| Field | Computers |
| Went Obsolete | 1985 |
| Made Obsolete By | Live CRT terminals, magnetic media |
| Knowledge Assumed | EBCDIC or ASCII character encoding, binary math |
| When useful | To read a stack of punch cards you might find in an old desk somewhere |
For purposes of this description, we'll talk about IBM-style 80-column punch cards. There were other types, but the IBM type is the best-remembered. These were cards about 8 inches wide and a little less than 4 inches tall, made of stiff cardstock and printed with 80 columns of 12 rows each.
When “punched” by a punch table, a character was literally “punched” into the card by cutting small oblong square holes into the cards.
From Wikipedia:
This IBM card format, designed in 1928, had rectangular holes, 80 columns with 12 punch locations each, one character to each column. Card size was exactly 7-3/8 inch by 3-1/4 inch (187.325 by 82.55 mm). The cards were made of smooth stock, 0.007 inch (0.178 mm) thick. There are about 143 cards to the inch. In 1964, IBM changed from square to round corners.

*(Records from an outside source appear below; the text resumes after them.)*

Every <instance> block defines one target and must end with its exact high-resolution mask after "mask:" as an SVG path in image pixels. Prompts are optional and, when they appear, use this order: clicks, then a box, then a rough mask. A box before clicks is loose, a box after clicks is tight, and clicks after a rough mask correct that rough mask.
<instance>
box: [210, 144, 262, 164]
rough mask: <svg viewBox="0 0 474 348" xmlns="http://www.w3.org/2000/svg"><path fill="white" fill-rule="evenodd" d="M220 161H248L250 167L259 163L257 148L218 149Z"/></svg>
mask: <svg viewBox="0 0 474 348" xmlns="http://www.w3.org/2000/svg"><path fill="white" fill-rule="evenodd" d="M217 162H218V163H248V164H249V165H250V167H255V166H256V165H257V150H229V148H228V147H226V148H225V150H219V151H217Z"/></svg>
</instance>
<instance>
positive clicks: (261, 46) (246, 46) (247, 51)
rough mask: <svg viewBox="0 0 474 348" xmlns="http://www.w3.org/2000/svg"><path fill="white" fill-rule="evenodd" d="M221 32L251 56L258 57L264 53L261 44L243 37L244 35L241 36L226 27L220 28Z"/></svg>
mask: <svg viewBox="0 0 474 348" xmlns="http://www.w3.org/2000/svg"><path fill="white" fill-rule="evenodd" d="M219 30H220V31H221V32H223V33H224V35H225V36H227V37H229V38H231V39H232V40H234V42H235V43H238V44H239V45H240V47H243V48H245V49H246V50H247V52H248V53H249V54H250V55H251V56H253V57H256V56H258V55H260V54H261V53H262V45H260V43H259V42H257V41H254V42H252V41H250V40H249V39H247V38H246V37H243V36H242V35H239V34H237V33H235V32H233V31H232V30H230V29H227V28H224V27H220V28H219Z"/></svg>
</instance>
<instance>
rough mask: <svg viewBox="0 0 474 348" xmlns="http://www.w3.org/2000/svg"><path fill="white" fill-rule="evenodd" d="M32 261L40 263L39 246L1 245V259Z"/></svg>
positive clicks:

The lower ten positions represented (from top to bottom) the digits 0 through 9. The top two positions of a column were called zone punches, 12 (top) and 11. Originally only numeric information was coded, with 1 punch per column indicating the digit. Signs could be added to a field by overpunching the least significant digit with a zone punch: 12 for plus and 11 for minus. Zone punches had other uses in processing as well, such as indicating a master record.
Later, codes were introduced for upper-case letters and special characters. A column with 2 punches (zone [12,11,0] + digit [1-9]) was a letter; 3 punches (zone [12,11,0] + digit [2-4] + 8) was a special character. The introduction of EBCDIC in 1964 allowed columns with as many as 6 punches (zones [12,11,0,8,9] + digit [1-7]). IBM and other manufacturers used many different 80-column card character codings.
For some computer applications, binary formats were used, where each hole represented a single binary digit (or “bit”), every column (or row) was treated as a simple bitfield, and every combination of holes was permitted. For example, the 704/709/7090/7094 series scientific computers treated every row as two 36-bit words, usually in columns 1-72, ignoring the last 8 columns (the 72 columns used were selectable using a control panel). Other computers, such as the IBM 1130 or System/360, used every column. For operator and visitor amusement, in binary mode, cards could be punched where every possible punch position had a hole: these were called “lace cards” (such cards lacked structural strength and generally could not be further processed by unit record machines).
We also called those all-holes-punched cards “bugscreens” and a common way to annoy a fellow programmer (and the IBM service man) was to slip a bugscreen into the middle of a card deck. Generally, when this went through the sorter or the card reader, it would get hopelessly jammed around some part or another and require some time and effort to remove.